Know, dear sister, that if you wish to follow my advice you will have great care and regard for what you and I can afford to do, according to our estate. Have a care that you be honestly clad, without new devices and without too much or too little frippery. And before you leave your chamber and house, take care first that the collar of your shift, and of your blanchet, cotte and surcotte, do not hang out one over the other, as happens with certain drunken, foolish or witless women, who have no care for their honour, nor for the honesty of their estate or of their husbands, and who walk with roving eyes and head horribly reared up like a lion (la teste espoventablement levée comme un lyon!), their hair straggling out of their wimples, and the collars of their shifts and cottes crumpled the one upon the other, and who walk mannishly and bear themselves uncouthly before folk without shame. And if one speaks to them about it, they excuse themselves on the ground of their industry and humility, saying that they are so diligent, hardworking, and humble that they care not for themselves. But they lie; they care so much for themselves that if they were in an honourable company, never would they be willing that men should wait less upon them than upon the wiser ladies of like lineage with themselves, nor that they should have fewer salutations, bows, reverences and speech than the rest, but rather they desire more.

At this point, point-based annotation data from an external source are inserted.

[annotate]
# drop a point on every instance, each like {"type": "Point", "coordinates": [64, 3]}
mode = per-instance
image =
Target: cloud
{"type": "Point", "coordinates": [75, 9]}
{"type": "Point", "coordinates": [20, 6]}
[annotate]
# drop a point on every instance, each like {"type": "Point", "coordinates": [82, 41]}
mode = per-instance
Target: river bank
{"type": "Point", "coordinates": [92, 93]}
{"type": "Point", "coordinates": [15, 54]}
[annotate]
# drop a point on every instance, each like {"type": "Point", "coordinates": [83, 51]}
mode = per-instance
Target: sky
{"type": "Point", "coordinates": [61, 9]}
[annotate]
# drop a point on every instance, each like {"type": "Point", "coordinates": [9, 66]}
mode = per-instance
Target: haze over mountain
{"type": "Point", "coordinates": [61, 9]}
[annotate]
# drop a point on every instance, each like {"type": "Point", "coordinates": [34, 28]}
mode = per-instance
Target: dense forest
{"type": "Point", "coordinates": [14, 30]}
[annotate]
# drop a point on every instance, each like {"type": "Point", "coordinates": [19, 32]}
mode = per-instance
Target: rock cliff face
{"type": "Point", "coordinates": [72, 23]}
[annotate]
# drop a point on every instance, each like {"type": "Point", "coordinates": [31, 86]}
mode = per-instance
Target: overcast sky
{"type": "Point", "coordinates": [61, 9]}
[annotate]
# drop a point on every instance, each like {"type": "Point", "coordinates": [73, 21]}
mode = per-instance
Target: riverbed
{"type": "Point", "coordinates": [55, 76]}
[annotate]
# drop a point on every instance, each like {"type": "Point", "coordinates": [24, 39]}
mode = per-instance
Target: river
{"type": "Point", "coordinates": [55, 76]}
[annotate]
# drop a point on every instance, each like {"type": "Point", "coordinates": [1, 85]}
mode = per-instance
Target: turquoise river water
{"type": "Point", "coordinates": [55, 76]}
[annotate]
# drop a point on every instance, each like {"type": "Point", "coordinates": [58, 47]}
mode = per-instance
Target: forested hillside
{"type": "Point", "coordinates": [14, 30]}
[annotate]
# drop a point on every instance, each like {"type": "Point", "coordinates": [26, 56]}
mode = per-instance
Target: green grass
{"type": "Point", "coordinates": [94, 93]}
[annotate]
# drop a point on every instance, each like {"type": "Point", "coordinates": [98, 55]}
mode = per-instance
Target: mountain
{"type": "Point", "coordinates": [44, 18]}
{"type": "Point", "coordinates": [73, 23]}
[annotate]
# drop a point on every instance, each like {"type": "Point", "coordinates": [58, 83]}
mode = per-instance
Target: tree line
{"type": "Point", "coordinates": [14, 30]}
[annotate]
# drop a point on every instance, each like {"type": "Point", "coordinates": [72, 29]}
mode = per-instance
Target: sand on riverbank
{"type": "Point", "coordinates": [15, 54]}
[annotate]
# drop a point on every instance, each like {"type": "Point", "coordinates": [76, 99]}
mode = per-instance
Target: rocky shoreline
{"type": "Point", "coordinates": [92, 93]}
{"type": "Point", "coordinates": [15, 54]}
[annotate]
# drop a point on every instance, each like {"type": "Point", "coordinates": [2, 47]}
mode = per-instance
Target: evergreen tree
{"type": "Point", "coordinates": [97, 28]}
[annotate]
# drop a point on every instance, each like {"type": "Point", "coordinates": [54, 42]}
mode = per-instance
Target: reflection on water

And they are unworthy of it, for they know not how to maintain their own honourable fame, nay, nor the fame of their husbands and of their lineage, which they bring to shame. Therefore, fair sister, have a care that your hair, wimple, kerchief and hood and all the rest of your attire be well arranged and decently ordered, that none who see you can laugh or mock at you, but that all the others may find in you an example of fair and simple and decent array.... When you go to town or to church go suitably accompanied by honourable women according to your estate, and flee suspicious company, never allowing any ill famed woman to be seen in your presence. And as you go bear your head upright and your eyelids low and without fluttering, and look straight in front of you about four rods ahead, without looking round at any man or woman to the right or to the left, nor looking up, nor glancing from place to place, nor stopping to speak to anyone on the road.[[6]]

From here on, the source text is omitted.